Le Dieu désarmé

Ils sont fous, ces Romains ! C’est une phrase culte des albums d’Astérix, prononcée par Obélix, célèbre pour sa naïveté, son manque de nuance, et son jugement brut de décoffrage face aux us et coutumes étrangers à son univers.

Aujourd’hui, je me sens un peu comme Obélix quand je vois l’état de notre monde. Il suffit de remplacer Romains  par  humains : nous sommes devenus fous. (cela dit : avons -nous seulement été sages une seule fois dans l’histoire de l’humanité ?)

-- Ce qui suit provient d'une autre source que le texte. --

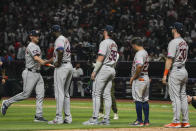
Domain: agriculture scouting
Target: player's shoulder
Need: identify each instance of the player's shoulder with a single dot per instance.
(142, 53)
(175, 41)
(32, 45)
(108, 41)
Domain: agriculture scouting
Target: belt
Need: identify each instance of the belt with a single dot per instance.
(110, 65)
(34, 71)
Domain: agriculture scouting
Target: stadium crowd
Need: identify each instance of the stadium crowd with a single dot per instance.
(82, 21)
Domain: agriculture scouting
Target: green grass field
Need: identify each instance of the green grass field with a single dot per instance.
(20, 115)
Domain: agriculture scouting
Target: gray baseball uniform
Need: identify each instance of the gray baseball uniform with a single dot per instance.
(31, 78)
(178, 50)
(140, 86)
(62, 79)
(103, 79)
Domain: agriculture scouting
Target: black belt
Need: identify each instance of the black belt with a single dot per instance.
(37, 71)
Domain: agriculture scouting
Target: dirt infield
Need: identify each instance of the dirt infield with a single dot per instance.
(132, 129)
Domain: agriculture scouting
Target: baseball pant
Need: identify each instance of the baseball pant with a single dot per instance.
(140, 89)
(114, 107)
(62, 81)
(30, 80)
(103, 82)
(177, 91)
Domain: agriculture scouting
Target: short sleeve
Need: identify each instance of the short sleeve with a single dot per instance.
(171, 49)
(139, 59)
(59, 44)
(102, 48)
(34, 50)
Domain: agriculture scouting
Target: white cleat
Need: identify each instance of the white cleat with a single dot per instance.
(116, 116)
(91, 121)
(101, 115)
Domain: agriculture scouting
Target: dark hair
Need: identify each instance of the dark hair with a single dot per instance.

En attendant, cessons de vouloir expliquer le mal en opposant les bons et les méchants tout en se plaçant soi -même du bon côté ! Nous sommes tous embarqués dans le même bateau et partout sur la terre où le langage des armes, de la violence et de la domination l’emporte sur le désir de justice et de paix, c’est notre humanité commune qui régresse.

L’histoire du Déluge -inspiré d’un mythe très ancien- est éclairant : contrairement à ce qu’on pense généralement, la catastrophe n’est pas le déluge mais la violence démultipliée. Le récit s’ouvre sur un constat : il pleut des cordes d’injustice et de méchanceté sur la terre. Nen pouvant plus de ce chaos, Dieu décide d’en finir et de rayer l’humanité de la carte moyennant un vaste déluge (Gen 6). En hébreu – la langue de l’AT, déluge se dit mabboul. Ce mot est passé de l’arabe (langue très proche de l’hébreu) au français dans l’expression familière que nous lui connaissons.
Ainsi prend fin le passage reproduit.